Plan B: Do everything Max tells you to.
Let’s begin.

Timing is everything
This is true of all things but especially girls, girls being something I am super good at. Lots of timing is hard to get right without experience, but the key is to listen to your environment and target for cues. Don’t betray your interest too early, but don’t be a stone wall. Be excellent, be independent, be a man. Also, get the practice that will become much easier for you after reading this wisdom.

Go for it
It’s on you, the bro, holder of the family jewels, keeper of the Y-chromosome, to go for the kiss. This makes you the sexual aggressor, conqueror, quite simply it makes you the man. Women these days are both liberated and desperate, and they will do a lot for you. There are only two things left that men MUST DO or face failure, the only two things that women will never take responsibility for.
1) Call at least one time.
2) Initiate the first kiss.
IT’S JUST THAT EASY!

Get close, stay close
It’s tough to go in for a kiss, we know. Get up close and personal – if she doesn’t like you all that much, she’ll withdraw and doesn’t want to be kissed yet anyway. Yet. If she snuggles up to you, she digs you.

Don’t mind the silly comment
In moments of tension, many people willfully ignore the obvious or simply choose to discuss something else. You may find the conversation going in outrageously irrelevant directions as the tension builds – this is fine. There’s nothing wrong with going in for the kiss to close a conversation about the weather (it’s weathery), jellyfish (they’re gelatinous), or her collection of vintage 70s porcelain dolls (incredibly frightening). If anything, it’s a good sign. Don’t get psyched out – the body language is just that. Listen when she speaks with her body, not necessarily with your mouth. (This skill will probably serve you well if you get married)

Pace yourself
Take it slow – revel in your victory. You’ve just sexualized the relationship and are comfortably outside the friend zone (unless she’s drunk and wants to use that as an excuse later… but that’s a problem for another column). In any case, this isn’t yet the time to aggressively fingerblast her. Now? No, still too soon.
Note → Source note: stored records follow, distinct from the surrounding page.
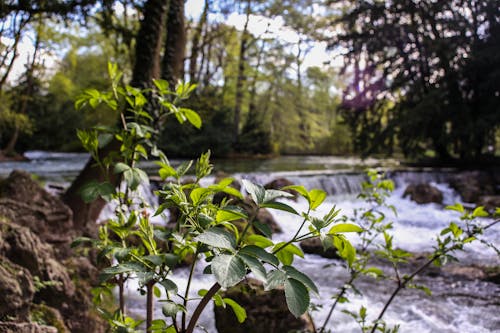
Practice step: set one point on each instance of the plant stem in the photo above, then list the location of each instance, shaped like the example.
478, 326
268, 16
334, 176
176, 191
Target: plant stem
149, 305
186, 294
201, 306
340, 295
121, 296
294, 236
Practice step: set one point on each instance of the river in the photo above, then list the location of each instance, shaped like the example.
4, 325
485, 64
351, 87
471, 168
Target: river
457, 305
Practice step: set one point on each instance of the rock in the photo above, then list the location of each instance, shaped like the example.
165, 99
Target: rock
279, 183
16, 290
266, 311
11, 327
24, 248
42, 313
492, 274
220, 175
314, 246
23, 201
489, 202
423, 193
473, 184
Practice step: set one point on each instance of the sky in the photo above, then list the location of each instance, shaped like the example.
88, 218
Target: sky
316, 56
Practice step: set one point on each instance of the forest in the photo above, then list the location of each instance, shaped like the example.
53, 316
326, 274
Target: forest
364, 193
412, 79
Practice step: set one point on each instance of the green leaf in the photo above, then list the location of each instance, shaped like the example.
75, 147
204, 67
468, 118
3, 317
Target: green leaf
373, 272
162, 85
271, 195
279, 206
183, 168
229, 215
170, 309
254, 265
228, 269
260, 241
170, 287
217, 237
260, 253
167, 171
192, 117
263, 228
300, 190
156, 292
285, 254
238, 310
293, 273
275, 279
93, 190
198, 194
316, 197
257, 192
345, 248
344, 227
297, 297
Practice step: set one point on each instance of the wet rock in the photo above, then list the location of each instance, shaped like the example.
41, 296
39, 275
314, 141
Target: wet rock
220, 175
26, 249
23, 201
11, 327
42, 313
489, 202
471, 185
314, 246
279, 183
266, 311
16, 290
423, 193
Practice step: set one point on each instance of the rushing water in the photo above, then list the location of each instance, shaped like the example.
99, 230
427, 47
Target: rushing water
455, 306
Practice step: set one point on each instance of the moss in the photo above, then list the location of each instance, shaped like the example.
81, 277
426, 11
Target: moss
45, 315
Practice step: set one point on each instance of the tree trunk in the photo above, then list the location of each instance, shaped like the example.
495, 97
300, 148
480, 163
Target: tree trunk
148, 44
241, 78
175, 45
146, 68
195, 48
Maybe the woman you’re looking for is selling sex rather than giving it away.

Use your hands
There are all sorts of things to grab and fondle while you make out. It is, after all, makeout Mondays. Before you go for the T&A grabs (and you’ll get yours, don’t worry, all in due time, PACE YOURSELF!) there are all sorts of other targets for you. Hands in the hair, brushing against the neck, around the waist… really, are there any places that are off-limits? Besides the fingerbanging, for which you’ll need to wait at least five minutes. Rather than grabbing sexual organs, just start removing clothing. You’ll be amazed at what you can get away with in this situation. Some women think it’s being aggressive to wait for a guy to come strip their clothes off. You want to be that man, right? Be the man.

Don’t buy her too much shit until after you kiss her
Lest you become her favorite friend – the kind she exploits because he is needy and desperate. Actually, you can do this – it will give me someone else to have sex with with minimal expenditure on my part. That sound, the sound of your tears hitting your graphic-novel-based pillowcase? It’s the sound of your edukation.